Cette année, durant l’incontournable Salon du meuble de Milan, un vernissage a réussi à faire sensation sans chercher le buzz par les moyens habituels. Même la télévision italienne a accouru pour interroger les monstres sacrés de l’architecture et du design, qui, à l’invitation de Bottega Ghianda, s’étaient retrouvés à l’Académie des sciences et des lettres pour y découvrir sa nouvelle collection de mobilier.
Les chefs-d’œuvre d’ébénisterie présentés rendaient aussi hommage au merveilleux travail des artisans de Valmadrera, au bord du lac de Côme. En 2015, Romeo Sozzi, lui-même designer et ébéniste, distingué riverain du même lac de Côme, avait fait l’acquisition de l’entreprise avec ses fils. Dans la foulée, ils choisissaient comme directeur artistique l’architecte italien Michele De Lucchi, grand connaisseur du bois.
Autour de lui, ce soir d’avril à Milan, on pouvait donc assister à un défilé de sacrées pointures. Seul designer à ne pas être architecte, Naoto Fukasawa exposait On-on et One on One, un étonnant ensemble comprenant bureau, chaise et table basse très sobres et tout en poésie, uniquement composés de poutres d’érable. « Je voulais montrer la maestria des artisans de Bottega Ghianda. J’ai donc utilisé un élément à section carrée comme élément principal de cette petite famille de meubles. Le point de jointure entre trois pièces était très délicat à réaliser parce que cela nécessite une grande précision », raconte le designer, qui était « sûr que Bottega Ghianda pouvait atteindre ce niveau de qualité ».
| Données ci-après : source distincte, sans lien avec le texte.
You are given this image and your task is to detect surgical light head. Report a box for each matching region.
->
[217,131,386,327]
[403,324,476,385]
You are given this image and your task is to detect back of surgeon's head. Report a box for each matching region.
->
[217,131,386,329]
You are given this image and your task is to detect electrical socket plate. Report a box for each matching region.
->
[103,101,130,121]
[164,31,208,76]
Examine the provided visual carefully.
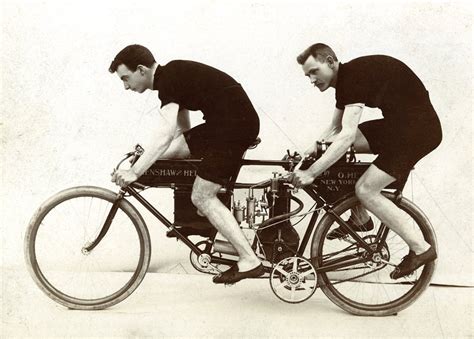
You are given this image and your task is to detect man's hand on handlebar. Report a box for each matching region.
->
[111,168,138,187]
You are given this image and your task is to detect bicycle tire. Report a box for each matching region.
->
[311,192,437,316]
[24,186,151,310]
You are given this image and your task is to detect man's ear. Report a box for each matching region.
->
[326,55,334,68]
[137,65,148,75]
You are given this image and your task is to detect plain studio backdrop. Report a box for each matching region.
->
[1,0,473,285]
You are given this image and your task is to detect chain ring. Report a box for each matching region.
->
[359,235,390,269]
[269,256,318,304]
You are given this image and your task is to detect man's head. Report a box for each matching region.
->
[296,43,339,92]
[109,45,156,93]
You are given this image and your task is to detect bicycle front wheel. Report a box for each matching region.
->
[25,186,151,310]
[311,192,436,316]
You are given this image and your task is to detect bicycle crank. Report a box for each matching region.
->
[270,256,318,304]
[189,240,221,274]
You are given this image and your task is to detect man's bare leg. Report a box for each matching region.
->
[160,134,191,159]
[356,165,430,255]
[191,176,260,272]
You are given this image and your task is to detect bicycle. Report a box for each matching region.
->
[25,141,436,316]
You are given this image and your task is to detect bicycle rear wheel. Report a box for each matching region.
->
[25,186,151,310]
[311,193,436,316]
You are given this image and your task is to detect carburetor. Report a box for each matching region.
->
[232,172,281,228]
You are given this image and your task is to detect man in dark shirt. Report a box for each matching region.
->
[292,44,442,279]
[109,45,264,284]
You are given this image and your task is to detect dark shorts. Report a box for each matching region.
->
[359,105,442,189]
[184,113,259,186]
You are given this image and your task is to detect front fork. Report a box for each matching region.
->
[82,189,125,254]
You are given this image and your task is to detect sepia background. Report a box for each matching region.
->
[0,0,473,286]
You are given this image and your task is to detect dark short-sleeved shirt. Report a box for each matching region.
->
[336,55,430,120]
[153,60,243,119]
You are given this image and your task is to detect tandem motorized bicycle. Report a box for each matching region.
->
[25,139,436,316]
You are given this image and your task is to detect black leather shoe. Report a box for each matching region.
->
[326,218,374,240]
[390,246,438,279]
[212,264,265,285]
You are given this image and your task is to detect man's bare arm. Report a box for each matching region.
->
[132,102,184,177]
[308,104,364,178]
[305,108,344,155]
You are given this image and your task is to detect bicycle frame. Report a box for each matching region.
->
[85,160,396,272]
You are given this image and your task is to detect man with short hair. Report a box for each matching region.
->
[109,45,264,284]
[291,43,442,279]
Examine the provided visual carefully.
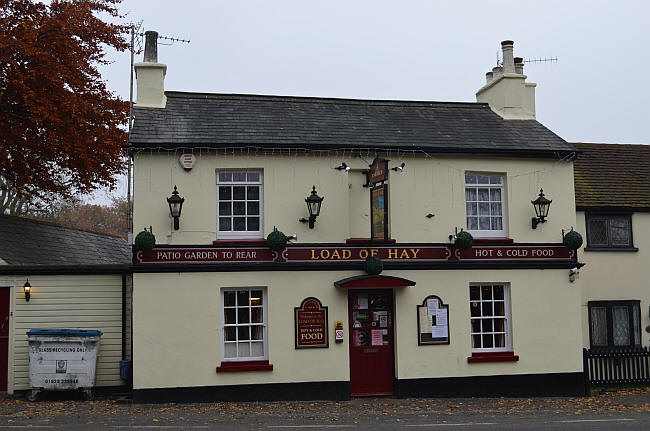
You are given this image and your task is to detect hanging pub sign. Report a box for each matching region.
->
[370,184,389,241]
[294,297,329,349]
[417,295,449,346]
[368,157,388,185]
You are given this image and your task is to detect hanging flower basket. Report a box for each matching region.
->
[456,230,474,251]
[562,228,582,250]
[266,227,289,251]
[135,229,156,251]
[363,256,384,275]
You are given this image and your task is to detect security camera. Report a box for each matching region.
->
[569,267,580,283]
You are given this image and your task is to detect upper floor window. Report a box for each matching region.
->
[586,214,634,249]
[217,171,263,238]
[465,173,506,238]
[588,301,641,347]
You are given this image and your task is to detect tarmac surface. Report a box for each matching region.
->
[0,388,650,431]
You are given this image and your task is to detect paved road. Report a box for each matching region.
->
[0,389,650,431]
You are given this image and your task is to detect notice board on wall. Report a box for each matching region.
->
[294,297,329,349]
[417,295,449,346]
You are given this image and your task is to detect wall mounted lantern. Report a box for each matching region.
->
[300,186,325,229]
[167,186,185,230]
[530,189,553,229]
[23,278,32,302]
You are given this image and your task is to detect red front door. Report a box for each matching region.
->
[0,288,9,392]
[348,289,395,397]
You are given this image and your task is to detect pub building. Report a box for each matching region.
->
[128,32,584,402]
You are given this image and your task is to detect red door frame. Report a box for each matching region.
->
[348,289,395,397]
[0,287,11,393]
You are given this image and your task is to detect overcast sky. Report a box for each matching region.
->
[88,0,650,202]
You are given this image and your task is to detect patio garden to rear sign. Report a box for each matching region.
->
[294,297,329,349]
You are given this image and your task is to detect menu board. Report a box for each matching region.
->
[294,298,329,349]
[417,295,449,346]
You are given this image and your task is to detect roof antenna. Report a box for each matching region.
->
[524,57,557,63]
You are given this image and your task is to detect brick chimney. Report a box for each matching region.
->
[133,31,167,108]
[476,40,537,120]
L’architecte français Jean Nouvel était, lui, l’auteur d’Énigme à tics, un buffet en poirier sur roulettes qui a tout du meuble à secrets. Somptueuse boîte de jeux « impossibles à jouer, souvenir de nos vrais-faux tiroirs », poétisait l’architecte, qui laissait le meuble suggérer cette impression de mystère sans qu’on ait besoin d’en raconter plus. Son confrère italien Mario Bellini a livré Flying Bridge, une table en érable aussi bien plantée que l’architecture d’un pont. « C’est toujours un plaisir de dessiner une table aussi simple, mais c’est aussi un challenge », déclarait-il tandis qu’on découvrait également son Frisbee, un plateau rond et tournant en poirier. Mario Bellini suggérait d’y déposer des objets qu’on aimerait voir sous des angles différents.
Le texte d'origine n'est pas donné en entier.